The man who succeeded Tony Miller as Deputy Education Secretary, James Shelton, later joined the board of Graham Holdings, which owns Kaplan University. Kaplan has a troubling record and in recent years has been under investigation or sued by the U.S. Department of Justice, U.S. Department of Education, and the attorneys general of Delaware, Florida, Illinois, Massachusetts, and North Carolina.

Others who have invested in, or taken money to endorse or defend, predatory for-profit colleges include former governors John McKernan (R-ME), Thomas Kean (R-NJ), and Ed Rendell (D-PA), former Senators Trent Lott (R-MS), John Breaux (D-LA), and Bob Kerrey (D-NE), former Representative Richard Gephardt (D-MO), former Secretary of State Colin Powell, publisher Steve Forbes, and personal finance adviser Suze Orman.

A brand-new study published by the National Bureau of Economic Research concludes that for-profit college students, graduates and dropouts combined, earn less after leaving school than they did before they enrolled.
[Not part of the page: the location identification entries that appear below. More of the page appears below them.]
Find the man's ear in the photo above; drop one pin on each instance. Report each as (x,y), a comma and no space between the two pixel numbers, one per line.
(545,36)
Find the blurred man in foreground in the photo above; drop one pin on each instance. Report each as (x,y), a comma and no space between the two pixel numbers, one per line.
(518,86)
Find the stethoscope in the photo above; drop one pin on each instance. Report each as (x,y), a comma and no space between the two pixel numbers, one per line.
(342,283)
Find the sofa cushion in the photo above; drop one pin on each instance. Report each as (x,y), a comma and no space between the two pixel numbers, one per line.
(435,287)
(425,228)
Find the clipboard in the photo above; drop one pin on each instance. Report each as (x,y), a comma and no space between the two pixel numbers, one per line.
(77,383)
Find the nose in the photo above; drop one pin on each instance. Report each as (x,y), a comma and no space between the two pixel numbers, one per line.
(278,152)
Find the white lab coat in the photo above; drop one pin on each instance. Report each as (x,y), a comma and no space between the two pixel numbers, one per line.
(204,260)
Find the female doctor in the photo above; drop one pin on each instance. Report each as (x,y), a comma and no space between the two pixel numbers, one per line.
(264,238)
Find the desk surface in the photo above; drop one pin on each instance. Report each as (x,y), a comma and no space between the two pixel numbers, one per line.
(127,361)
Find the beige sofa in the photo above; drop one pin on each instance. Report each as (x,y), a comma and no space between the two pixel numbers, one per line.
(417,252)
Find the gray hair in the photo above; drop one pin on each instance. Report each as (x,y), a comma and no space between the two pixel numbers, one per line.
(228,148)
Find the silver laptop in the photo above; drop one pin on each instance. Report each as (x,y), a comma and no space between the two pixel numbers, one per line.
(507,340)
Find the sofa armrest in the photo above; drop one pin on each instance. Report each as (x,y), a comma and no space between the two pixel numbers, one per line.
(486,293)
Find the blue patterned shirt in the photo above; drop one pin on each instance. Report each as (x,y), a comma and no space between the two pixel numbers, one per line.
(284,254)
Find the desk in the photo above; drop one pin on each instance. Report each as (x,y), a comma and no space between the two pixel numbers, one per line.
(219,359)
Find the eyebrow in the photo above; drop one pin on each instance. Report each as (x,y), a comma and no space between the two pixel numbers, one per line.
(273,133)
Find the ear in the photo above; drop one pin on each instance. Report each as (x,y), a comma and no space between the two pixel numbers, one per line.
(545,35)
Trump University had one major difference with all these other for-profit colleges. Because it was unlicensed and unaccredited, it was not eligible for federal student grants and loans. The for-profit college industry has been taking as much as $32 billion a year in this funding.  So while the cost of Trump University’s abuses came down only on its students, the other colleges have spread this misery among students, many of them lower-income than the typical Trump enrollee, but also on taxpayers. Both approaches have done serious harm, and the operators of such scams need to answer for their abuses.